Preprocessing is a crucial part any machine learning and AI pipeline. The phrase “garbage in, garbage out” explains the intuition pretty well. Real world data can be really messy and in order to help our model learn better it makes sense to transform raw data into a more understandable format.
In general, there are 5 main tasks: data cleaning, data integration, data transformation, data reduction, data discretization, and tokenization (unique to language modeling). For my purposes, the only applicable tasks are data cleaning, data reduction, and tokenization. This post will only focus on the first two tasks. I will discuss tokenization in more depth when I start using the BERT model.
Data Cleaning
Data cleaning involves removing errors, inconsistencies, and smoothing out noisy data with the goal being to convert “dirty” data into “clean” data. It is important to note that for language modeling you shouldn’t actually do too much data cleaning because the goal is to learn a representation of the language. By removing a lot of messy data, you can actually be removing the intricate patterns present in the text that provide meaning. For example, if KhudaBukhsh had corrected all of the typos and misspellings present in his dataset for the paper We Don’t Speak the Same Language: Interpreting Polarization Through Machine Translation, he wouldn’t have discovered derogatory misaligned pairs and hence would have significantly different results. Basically, I only want to remove text that provides no contextual information to the language model and hence is more likely to confuse the model than help it learn a meaningful representation.
Tweets in particular contain a lot of these confusing strings of text and it is necessary to remove them for me to use the BERT model appropriately.
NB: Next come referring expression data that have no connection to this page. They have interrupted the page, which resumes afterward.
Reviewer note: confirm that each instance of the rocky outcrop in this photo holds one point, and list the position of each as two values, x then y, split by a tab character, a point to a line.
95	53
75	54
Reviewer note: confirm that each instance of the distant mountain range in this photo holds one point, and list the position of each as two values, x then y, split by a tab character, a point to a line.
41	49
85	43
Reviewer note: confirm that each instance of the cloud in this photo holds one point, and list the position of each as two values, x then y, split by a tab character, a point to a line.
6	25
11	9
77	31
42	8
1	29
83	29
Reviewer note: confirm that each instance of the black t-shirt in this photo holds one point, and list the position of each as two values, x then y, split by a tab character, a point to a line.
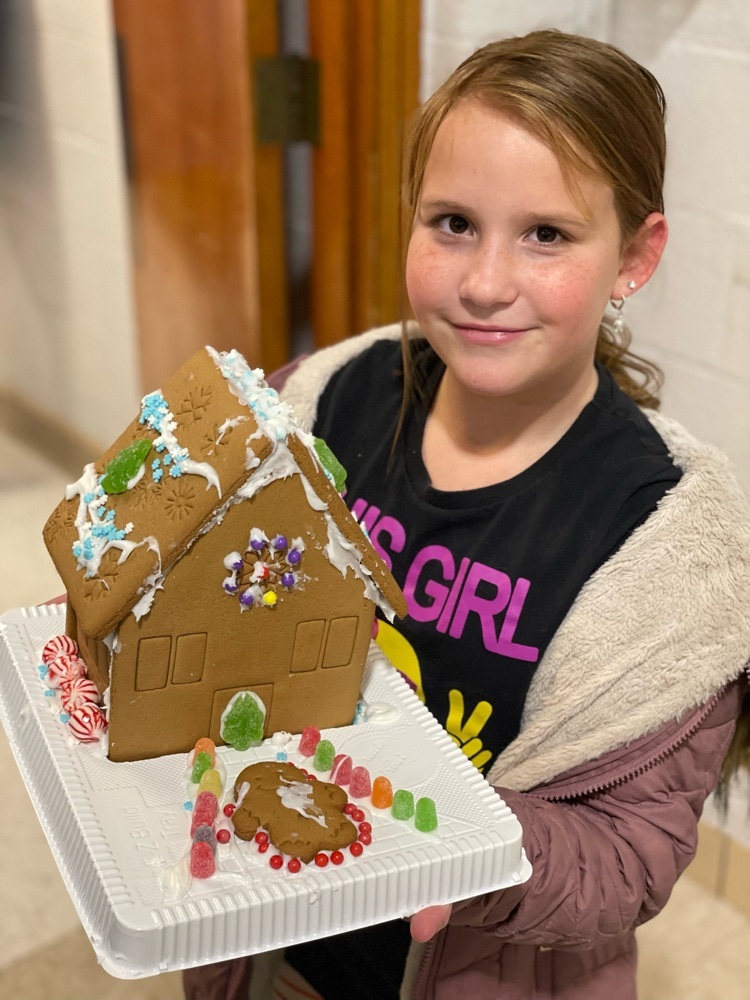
489	574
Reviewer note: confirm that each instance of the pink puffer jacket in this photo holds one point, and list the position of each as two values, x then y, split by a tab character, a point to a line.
607	843
607	785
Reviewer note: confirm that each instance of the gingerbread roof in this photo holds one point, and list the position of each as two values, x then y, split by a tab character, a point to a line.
217	435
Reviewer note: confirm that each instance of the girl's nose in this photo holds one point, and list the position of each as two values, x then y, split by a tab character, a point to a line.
489	278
I will be removing hashtags, mentions, links, and emojis.
Hashtags
Hashtags are a bit unique because some hashtags provide useful context information while others don’t. After manually combing through the data, I noticed that hashtags used within sentences are typically used in place of actual words and hence only the actual hashtag character should be removed. Hashtags used at the very beginning or end of a tweet on the other hand are simply useless noise and should be completely deleted (see example).
Mentions
Much like hashtags, mentions can provide useful context information when the user mentioned represents an entity that has a greater cultural significance (e.g. government branches or political figures). Typically though, this isn’t the case. Since differentiating these kinds of mentions is very difficult and would likely have a negligible impact on performance, I decided to simply remove all mentions.
Links
To us humans, links are a useful way to share information and are interpreted as representing some idea or argument. However, for a language model, links are just a string of seemingly random characters that somehow impact the words used in a tweet. Because of this, links tend to confuse language models and should be removed.
Emojis
Whether to include or exclude emojis for language modeling is debated in the academic literature. Since I didn’t want my models to predict emoji’s when I am using them to fill in cloze statements, I decided to remove them.
Data Reduction
Data reduction involves reducing the number of attributes and the actual number of examples in the data set.
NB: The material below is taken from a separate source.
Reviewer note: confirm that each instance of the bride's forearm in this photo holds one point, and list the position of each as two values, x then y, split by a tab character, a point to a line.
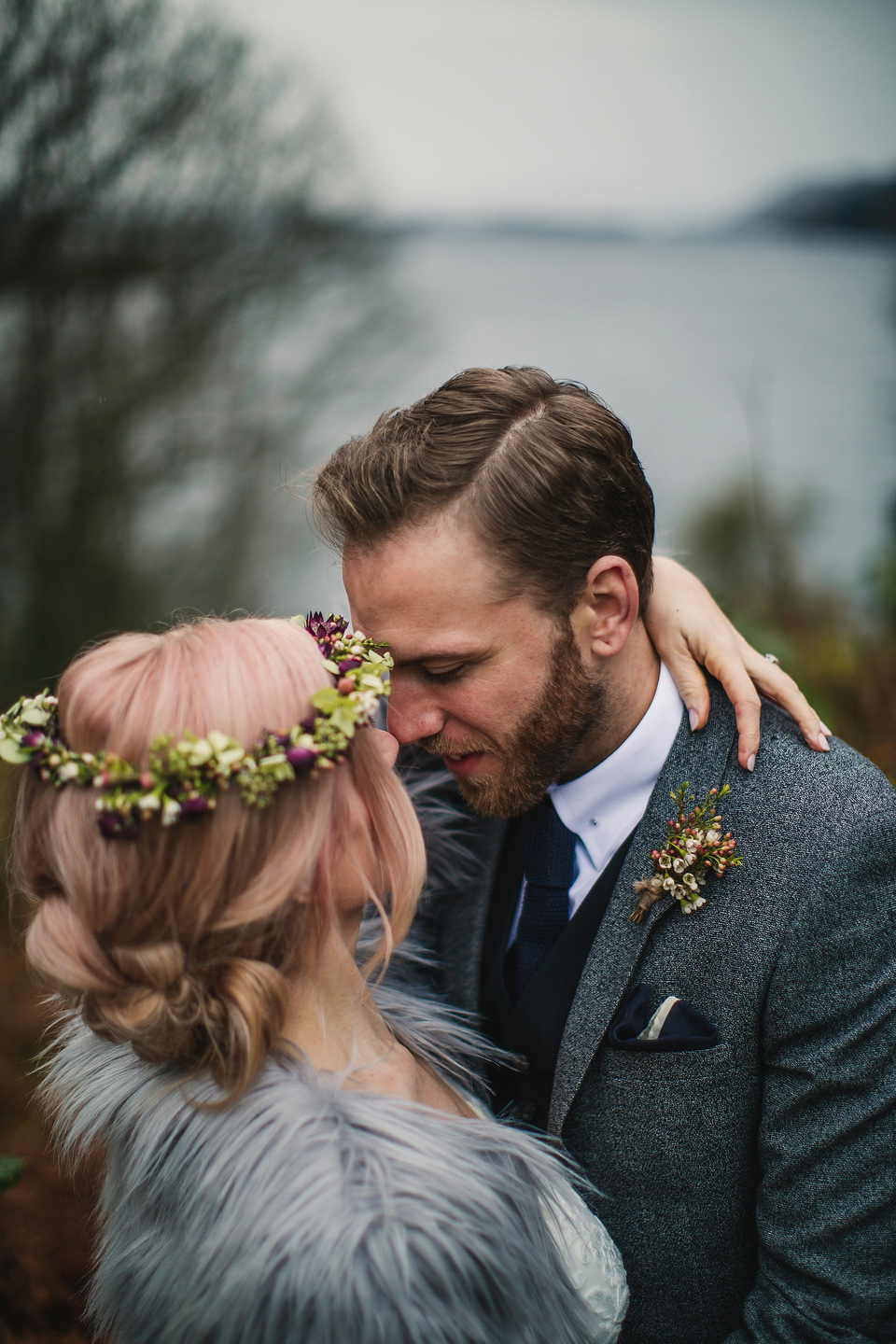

If you can remember, the data from my scrape had the following attributes: Tweet ID, Date, Username, User Location, Language, Tweet URL, Tweet Text. However, every attribute besides the actual text was only used to identify or analyze the validity of the tweets. Additionally, the language model only needs the actual text for finetuning. Therefore, we can remove every column except for tweet text.
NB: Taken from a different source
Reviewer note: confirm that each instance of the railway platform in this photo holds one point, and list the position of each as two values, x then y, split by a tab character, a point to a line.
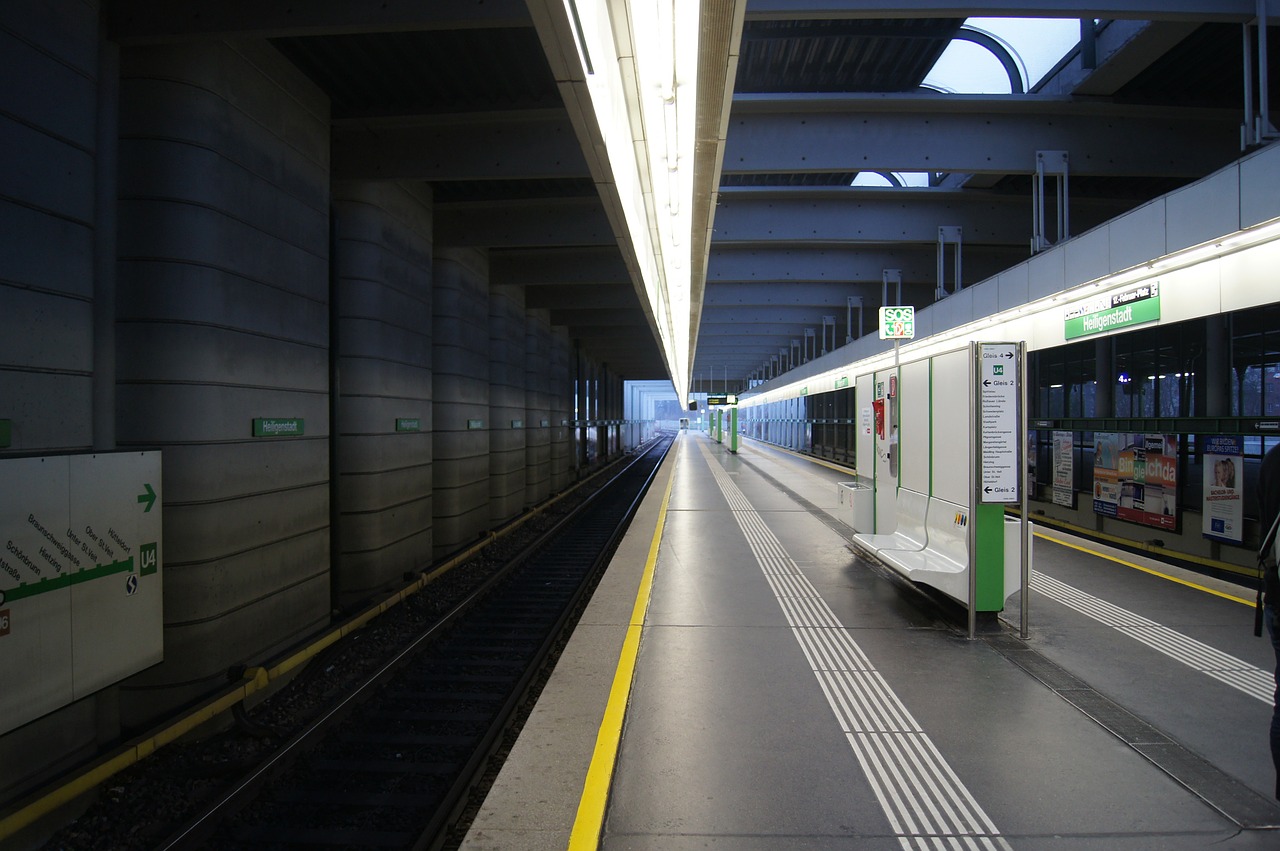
746	678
I also mentioned in a previous post that the amount of tweets scraped every month varied significantly. Since the amount of data available will impact the performance of a language model, it is necessary to standardize the dataset size for each month in order to be able to accurately compare the cloze statements from month to month. I decided that I will be using 150,000 tweets per month. Since January 2020 and February 2020 both have less than this quantity, I combined the two datasets.